I've played about 10 games of Dungeon Adventure. Although the game is designed to look like a Roguelike, there is very little to suggest it actually is one. For instance.
Creatures in most/all roguelikes I've played are generated like a D&D monster. Their HPs are rolled based on a format for each monster. This game seems to determine monster stats based on YOUR Str/Lvl/HPs. Whats worse is that the levels were not hashed out very well either, so for instance. A bat at first level is easy to beat. But if you gain strength and levels, you'll find a bat suddenly becomes much more difficult to beat. Thus its the first roguelike I've ever played that penalized you for experience.
There are 6 scrolls, 4 potions, 4 rings, 6-10 monsters, piles of food and GP, and mundane weapons/armor. Thats it. Period!
If you know the history of roguelikes, you know that the ASCII graphics were not used because ASCII is cool. They were a necessity because the data structures for player/monsters/items/dungeon level used up so much of the 16k or 32k array memory that you were left with virtually nothing for graphics. Well that and the fact that most of the mainframes the original roguelikes appeared on didn't really support graphics.
So basically the ascii graphics were used because the games for the time were too complex. This is definately not the case with this game. A half dozen monsters. Races, Sexes, and Character classes that are meaningless. No traps. No Doors. No Secret Doors. No special abilities, No special attacks, No special monster attacks or abilities. No ranged weapons. No wands, staffs, weapon modifiers, armor modifiers, shopkeeprs, special rooms. Although one of the scrolls does enchant armor. But that just puts the word enchanted next to your armor. It doesn't actually seem to improve your armor. Get the picture? This game is a roguelike in cosmetics only.

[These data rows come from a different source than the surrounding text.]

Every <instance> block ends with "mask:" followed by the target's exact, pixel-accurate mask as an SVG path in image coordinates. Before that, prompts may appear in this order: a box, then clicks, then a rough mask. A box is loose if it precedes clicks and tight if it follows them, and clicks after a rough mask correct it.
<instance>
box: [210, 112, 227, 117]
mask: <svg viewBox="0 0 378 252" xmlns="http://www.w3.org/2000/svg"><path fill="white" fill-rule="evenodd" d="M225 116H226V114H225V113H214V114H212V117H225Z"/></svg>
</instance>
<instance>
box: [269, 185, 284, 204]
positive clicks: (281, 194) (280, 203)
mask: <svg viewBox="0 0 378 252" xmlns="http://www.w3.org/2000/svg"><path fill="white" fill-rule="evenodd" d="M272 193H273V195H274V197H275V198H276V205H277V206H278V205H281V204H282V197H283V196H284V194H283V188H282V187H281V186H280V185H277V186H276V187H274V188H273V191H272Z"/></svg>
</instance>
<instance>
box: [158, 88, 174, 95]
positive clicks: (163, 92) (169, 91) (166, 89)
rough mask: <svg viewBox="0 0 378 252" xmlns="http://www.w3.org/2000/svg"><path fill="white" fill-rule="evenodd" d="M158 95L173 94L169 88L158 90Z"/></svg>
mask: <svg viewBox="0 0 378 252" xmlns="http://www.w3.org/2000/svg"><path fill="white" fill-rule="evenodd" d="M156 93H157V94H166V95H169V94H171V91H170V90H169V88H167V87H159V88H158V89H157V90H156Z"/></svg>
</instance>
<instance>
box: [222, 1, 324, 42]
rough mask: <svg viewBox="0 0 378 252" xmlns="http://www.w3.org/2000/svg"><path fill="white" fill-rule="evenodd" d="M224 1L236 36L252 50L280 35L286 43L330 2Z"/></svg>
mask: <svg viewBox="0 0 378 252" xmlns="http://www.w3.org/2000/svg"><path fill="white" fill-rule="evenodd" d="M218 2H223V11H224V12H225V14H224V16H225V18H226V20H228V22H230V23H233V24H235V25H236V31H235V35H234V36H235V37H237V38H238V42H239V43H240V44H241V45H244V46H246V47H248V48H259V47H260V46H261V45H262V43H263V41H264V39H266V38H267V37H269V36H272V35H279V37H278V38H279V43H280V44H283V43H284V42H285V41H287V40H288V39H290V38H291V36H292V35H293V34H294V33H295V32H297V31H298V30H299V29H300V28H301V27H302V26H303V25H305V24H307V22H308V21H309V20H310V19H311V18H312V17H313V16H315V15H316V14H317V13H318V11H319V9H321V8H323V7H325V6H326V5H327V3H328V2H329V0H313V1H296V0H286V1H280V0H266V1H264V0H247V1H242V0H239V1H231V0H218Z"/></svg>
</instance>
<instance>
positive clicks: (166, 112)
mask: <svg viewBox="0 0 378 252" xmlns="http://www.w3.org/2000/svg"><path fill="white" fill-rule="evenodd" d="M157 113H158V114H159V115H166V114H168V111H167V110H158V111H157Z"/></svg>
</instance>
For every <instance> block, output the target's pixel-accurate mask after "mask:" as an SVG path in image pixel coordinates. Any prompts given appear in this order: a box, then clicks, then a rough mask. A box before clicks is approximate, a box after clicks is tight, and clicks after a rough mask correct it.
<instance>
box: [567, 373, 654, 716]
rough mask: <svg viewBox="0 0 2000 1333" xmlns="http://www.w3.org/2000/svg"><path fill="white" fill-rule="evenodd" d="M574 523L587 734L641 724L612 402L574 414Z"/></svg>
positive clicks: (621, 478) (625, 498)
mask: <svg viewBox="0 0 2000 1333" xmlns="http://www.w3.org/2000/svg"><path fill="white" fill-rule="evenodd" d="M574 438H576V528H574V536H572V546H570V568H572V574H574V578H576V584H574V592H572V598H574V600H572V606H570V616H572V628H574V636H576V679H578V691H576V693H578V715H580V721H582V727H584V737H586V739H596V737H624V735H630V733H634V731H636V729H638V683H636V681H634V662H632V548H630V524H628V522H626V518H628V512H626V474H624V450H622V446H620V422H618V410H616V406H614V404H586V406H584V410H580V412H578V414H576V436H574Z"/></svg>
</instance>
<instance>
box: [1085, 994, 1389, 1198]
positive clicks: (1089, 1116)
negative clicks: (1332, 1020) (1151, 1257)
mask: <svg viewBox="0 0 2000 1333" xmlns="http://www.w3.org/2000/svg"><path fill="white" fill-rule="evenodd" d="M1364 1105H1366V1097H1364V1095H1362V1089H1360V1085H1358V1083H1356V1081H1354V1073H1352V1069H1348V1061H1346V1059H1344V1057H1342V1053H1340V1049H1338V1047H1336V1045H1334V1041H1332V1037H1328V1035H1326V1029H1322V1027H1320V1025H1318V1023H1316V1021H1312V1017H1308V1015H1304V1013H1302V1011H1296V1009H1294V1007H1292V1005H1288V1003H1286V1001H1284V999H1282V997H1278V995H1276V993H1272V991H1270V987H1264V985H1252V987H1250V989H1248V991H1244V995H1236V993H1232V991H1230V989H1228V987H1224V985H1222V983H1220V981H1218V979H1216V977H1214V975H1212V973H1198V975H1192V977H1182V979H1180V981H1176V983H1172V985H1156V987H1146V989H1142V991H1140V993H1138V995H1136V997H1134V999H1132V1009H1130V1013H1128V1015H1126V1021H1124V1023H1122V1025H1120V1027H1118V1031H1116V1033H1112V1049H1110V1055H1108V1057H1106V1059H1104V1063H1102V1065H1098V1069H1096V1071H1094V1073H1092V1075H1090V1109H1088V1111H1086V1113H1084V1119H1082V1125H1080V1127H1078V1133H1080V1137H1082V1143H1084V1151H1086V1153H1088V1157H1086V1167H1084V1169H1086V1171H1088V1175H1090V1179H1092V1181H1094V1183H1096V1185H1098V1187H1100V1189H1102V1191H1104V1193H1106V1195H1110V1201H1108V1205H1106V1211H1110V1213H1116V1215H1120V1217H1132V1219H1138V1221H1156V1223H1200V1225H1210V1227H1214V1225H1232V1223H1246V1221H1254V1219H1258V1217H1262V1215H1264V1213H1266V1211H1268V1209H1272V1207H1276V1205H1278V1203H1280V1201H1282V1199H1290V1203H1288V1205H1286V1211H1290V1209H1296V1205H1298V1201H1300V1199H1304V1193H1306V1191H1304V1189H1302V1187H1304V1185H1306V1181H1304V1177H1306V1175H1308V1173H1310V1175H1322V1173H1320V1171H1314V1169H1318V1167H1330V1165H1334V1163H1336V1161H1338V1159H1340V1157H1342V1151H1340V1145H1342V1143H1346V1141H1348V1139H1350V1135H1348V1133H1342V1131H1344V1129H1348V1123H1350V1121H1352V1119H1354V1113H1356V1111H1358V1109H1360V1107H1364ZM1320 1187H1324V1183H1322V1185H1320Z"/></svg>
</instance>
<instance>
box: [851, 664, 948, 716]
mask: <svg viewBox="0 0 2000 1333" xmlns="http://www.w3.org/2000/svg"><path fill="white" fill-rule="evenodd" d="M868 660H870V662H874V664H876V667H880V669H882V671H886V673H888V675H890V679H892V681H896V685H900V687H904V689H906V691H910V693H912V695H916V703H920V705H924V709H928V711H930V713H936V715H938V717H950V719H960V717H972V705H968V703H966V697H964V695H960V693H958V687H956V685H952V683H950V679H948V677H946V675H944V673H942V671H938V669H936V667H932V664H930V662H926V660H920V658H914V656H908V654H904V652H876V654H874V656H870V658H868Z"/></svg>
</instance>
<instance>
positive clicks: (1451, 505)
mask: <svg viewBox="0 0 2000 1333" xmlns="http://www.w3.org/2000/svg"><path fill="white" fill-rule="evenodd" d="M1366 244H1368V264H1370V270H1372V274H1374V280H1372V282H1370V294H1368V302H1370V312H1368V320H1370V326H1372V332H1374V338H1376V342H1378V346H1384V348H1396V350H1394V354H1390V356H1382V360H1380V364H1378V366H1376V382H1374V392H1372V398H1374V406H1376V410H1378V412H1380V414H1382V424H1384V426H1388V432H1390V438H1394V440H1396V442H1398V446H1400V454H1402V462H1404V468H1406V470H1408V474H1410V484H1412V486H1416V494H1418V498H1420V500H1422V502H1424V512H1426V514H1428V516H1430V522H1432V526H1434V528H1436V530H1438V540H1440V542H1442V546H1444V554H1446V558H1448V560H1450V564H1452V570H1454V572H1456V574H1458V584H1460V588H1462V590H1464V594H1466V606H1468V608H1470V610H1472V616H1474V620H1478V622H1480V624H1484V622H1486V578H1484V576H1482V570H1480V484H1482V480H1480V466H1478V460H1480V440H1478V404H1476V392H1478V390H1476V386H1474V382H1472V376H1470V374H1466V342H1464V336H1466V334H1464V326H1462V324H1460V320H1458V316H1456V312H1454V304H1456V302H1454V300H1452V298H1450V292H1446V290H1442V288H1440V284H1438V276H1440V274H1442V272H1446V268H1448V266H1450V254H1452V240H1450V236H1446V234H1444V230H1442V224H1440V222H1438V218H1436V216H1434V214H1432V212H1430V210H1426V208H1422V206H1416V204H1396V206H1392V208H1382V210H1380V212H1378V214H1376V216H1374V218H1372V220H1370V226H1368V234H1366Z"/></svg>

Infact. The character stats besides STR and HP seem to be completely meaningless. There is agility but it doesn't seem to affect combat noticeably. Then again it's hard to tell since as mentioned above raising your Str or HPs works against you.
So what are we left with? A game that attempts to exploit the roguelike genre for quick cash. At least at this point.
That being said I rated it a 4/5, and paid for it. Hopefully the writer will relize that the idea isn't just a quick way of jiving some cash out of roguelike fans, but a genuine underutilized genre that is in desperate need of a GOOD game.